To develop a series of cross-linked anion exchange membranes for application in fuel cells, poly(ethylene-co-tetrafluoroethylene) (ETFE) films was radiation grafted with vinyl benzyl chloride (VBC), followed by quaternization and crosslinking with 1,4-Diazabicyclo[2,2,2]octane (DABCO), alkylation with p-Xylylenedichloride (DCX), and quaternization again with trimethylamine (TMA). These anion exchange membranes were characterized in terms of water uptake, ion-exchange capacity, ionic conductivity as well as thermal stability. The chemical structures of the membranes were examined by FT-IR. The anion conductivity of the resulting alkaline anion exchange membrane is as high as 0.039 S cm−1 at 30 °C in deionized water and the ionic conductivity increases with the increasing of temperature from 20 to 80 °C. The membrane is stable after being treated by 10 M potassium hydroxide solution at 60 °C for 120 h .The fuel cell performance with the final AAEM obtained in a H2/O2 single fuel cell at 40 °C with this AAEM was 48 mW cm−2 at a current density of 69 mA cm−2.

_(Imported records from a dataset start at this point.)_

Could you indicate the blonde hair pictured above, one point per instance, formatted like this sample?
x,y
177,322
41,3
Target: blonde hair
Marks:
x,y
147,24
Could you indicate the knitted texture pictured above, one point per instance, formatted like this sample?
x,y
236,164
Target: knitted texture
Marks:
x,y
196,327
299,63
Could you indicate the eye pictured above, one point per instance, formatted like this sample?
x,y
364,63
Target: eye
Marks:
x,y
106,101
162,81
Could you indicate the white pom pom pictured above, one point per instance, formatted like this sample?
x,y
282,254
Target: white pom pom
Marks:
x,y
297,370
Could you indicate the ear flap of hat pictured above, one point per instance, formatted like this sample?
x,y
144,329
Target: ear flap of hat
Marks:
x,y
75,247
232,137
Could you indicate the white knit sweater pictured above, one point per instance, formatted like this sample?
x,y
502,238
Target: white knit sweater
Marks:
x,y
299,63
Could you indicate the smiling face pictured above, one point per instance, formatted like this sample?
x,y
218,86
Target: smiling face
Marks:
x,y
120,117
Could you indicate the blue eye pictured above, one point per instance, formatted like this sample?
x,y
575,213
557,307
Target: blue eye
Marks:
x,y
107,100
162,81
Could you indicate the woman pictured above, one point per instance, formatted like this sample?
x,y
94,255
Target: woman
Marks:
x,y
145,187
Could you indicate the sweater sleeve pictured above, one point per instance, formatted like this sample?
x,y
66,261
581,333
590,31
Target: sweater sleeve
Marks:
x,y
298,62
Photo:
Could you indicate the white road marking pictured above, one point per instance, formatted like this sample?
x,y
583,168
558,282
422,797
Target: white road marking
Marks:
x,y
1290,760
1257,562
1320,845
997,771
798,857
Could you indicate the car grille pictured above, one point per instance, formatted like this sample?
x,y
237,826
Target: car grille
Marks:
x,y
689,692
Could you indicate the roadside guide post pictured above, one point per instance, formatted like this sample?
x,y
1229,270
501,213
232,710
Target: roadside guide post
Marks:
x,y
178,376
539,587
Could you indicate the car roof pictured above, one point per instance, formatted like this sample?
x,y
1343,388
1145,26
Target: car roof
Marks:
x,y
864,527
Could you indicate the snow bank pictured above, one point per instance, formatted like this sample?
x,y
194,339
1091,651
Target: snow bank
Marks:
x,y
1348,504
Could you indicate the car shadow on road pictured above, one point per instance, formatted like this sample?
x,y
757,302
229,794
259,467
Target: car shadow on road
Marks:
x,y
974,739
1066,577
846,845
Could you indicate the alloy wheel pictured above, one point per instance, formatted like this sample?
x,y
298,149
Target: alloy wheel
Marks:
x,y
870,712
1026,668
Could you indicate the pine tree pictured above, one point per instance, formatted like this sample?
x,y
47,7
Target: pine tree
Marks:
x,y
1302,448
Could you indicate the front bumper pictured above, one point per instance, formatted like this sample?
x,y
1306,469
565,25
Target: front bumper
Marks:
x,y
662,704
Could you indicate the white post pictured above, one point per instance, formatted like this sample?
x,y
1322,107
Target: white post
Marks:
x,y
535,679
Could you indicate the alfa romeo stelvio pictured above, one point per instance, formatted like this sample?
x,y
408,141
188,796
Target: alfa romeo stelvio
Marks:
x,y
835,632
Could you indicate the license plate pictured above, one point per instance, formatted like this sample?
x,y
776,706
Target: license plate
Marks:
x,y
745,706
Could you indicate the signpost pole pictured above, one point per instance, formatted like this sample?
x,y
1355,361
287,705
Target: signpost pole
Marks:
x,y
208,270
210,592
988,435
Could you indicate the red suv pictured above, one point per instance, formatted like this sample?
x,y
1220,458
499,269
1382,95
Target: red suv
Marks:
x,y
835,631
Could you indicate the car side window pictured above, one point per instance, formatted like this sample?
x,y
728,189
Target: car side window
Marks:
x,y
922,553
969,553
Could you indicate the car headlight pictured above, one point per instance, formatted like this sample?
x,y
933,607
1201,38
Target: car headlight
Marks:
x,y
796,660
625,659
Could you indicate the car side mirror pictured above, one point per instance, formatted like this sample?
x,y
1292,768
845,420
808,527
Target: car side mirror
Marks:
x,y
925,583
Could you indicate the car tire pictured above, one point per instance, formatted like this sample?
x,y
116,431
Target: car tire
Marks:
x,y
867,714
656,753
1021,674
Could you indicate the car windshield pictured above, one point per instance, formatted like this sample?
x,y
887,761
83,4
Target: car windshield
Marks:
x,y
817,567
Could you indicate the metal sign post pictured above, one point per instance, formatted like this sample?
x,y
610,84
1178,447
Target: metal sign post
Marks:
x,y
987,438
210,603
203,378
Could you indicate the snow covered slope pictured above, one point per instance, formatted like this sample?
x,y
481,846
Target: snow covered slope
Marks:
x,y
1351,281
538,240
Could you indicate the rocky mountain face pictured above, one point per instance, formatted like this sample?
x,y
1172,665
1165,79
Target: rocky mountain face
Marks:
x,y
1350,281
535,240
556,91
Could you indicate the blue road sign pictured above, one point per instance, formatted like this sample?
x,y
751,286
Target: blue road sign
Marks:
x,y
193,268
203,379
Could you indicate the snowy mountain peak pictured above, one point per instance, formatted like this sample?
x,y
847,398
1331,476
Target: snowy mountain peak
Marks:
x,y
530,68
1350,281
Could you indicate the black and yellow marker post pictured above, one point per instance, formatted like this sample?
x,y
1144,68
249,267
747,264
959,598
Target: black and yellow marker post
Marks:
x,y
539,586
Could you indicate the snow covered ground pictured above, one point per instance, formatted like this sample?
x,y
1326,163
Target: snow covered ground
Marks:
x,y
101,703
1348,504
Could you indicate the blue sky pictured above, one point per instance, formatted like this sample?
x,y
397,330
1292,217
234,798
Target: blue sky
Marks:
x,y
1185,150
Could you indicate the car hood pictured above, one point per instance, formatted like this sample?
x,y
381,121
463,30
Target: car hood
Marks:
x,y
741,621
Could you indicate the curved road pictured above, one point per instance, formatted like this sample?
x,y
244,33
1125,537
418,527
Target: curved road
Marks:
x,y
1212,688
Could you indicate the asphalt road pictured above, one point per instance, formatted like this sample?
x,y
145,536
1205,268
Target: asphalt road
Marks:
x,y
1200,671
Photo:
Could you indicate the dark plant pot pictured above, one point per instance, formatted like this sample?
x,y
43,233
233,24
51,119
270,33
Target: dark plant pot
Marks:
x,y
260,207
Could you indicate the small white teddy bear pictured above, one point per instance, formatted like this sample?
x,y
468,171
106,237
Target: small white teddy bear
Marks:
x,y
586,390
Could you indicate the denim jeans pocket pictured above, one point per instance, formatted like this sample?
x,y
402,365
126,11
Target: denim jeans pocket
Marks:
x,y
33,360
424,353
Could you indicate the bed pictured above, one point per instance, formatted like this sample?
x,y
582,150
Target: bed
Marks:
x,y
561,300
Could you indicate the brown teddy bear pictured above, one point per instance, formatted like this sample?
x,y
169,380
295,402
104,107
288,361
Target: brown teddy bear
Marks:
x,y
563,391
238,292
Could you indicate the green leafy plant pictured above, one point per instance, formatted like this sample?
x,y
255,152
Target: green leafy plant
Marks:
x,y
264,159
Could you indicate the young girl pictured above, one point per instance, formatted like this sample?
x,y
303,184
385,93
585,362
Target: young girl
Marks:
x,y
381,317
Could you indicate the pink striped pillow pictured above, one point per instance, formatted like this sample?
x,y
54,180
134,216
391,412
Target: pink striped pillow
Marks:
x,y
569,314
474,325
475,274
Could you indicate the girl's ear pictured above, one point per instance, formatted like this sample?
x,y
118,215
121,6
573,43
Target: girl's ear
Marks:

► ETFE-derived and radiation grafted anion exchange membrane were successfully prepared by two times quaternization method. ► 1,4-Diazabicyclo[2,2,2]octane (DABCO) was used to introduce quaternary ammonium groups and crosslinking structure. ► Elemental analysis and FT-IR results indicated the success of grafting reaction. ► The prepared anion exchange membrane was tested in in-house metal-cation-free H2/O2 fuel cell system. ► The max power density was found to be 48 mW cm−2.